RE: hackbench score comparison between 5.10.75-rt47 and 5.14.14-rt21

"Chanho Park" <chanho61.park@xxxxxxxxxxx> · Fri, 5 Nov 2021 10:41:40 +0900

Hi,

> -----Original Message-----
> From: Sebastian Andrzej Siewior <bigeasy@xxxxxxxxxxxxx>
> Sent: Wednesday, November 3, 2021 6:14 PM
> To: Chanho Park <chanho61.park@xxxxxxxxxxx>
> Cc: linux-rt-users@xxxxxxxxxxxxxxx; 'Thomas Gleixner' <tglx@xxxxxxxxxxxxx>
> Subject: Re: hackbench score comparison between 5.10.75-rt47 and 5.14.14-
> rt21
> 
> On 2021-11-03 12:15:49 [+0900], Chanho Park wrote:
> > Dear RT folks,
> Hi,
> 
> > I found an uncomprehended value of hackbench while I tested preempt rt
> > patches on my ARM64(Cortex A76 x 8) target.
> > So, I decided to check it on QEMU x86_64 KVM with yocto. I executed
> > both images with below command.
> >
> > $ runqemu qemux86-64 kvm nographic qemuparams="-smp cores=4"
> >
> > I was able to get similar score values with my arm64 target. It was
> > half than 5.10.75 kernel like below.
> > Any idea about this?
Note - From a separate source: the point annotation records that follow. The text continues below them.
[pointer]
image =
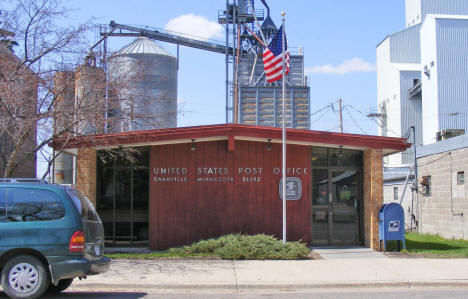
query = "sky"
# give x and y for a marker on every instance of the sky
(339, 39)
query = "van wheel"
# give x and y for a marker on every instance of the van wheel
(62, 286)
(25, 276)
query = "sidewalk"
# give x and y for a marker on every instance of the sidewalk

Actually, I'm not sure it could be a regression or
> not.
> >
> > <5.10.75-rt47>
> > root@qemux86-64:~# hackbench -l 10000
> > Running in process mode with 10 groups using 40 file descriptors each
> > (==
> > 400 tasks)
> > Each sender will pass 10000 messages of 100 bytes
> > Time: 49.898
> >
> > <5.14.14-rt21>
> > root@qemux86-64:~# hackbench -l 10000
> > Running in process mode with 10 groups using 40 file descriptors each
> > (==
> > 400 tasks)
> > Each sender will pass 10000 messages of 100 bytes
> > Time: 96.973
> 
> The 5.14 series has a different SLUB implementation. Could you please make
> sure that SLUB_CPU_PARTIAL is disabled?
> So v5.14-rc3-rt1 should be worse than v5.10. Then v5.14-rc3-rt2 introduced
> adaptive spinning which should improve the situation. However it is
> slightly worse than v5.10 but it should have improved.
> Could verify that?
> 
> Also could double check this on hardware? I have no idea how well the
> adaptive spinning is working in KVM and this (hackbench) is a micro
> benchmark for the memory allocator/SLUB and any spin/guest preemption can
> have a visible outcome.
> While I saw worse numbers here (hackbench) I didn't observe it in a real-
> work workload like a kernel build for instance.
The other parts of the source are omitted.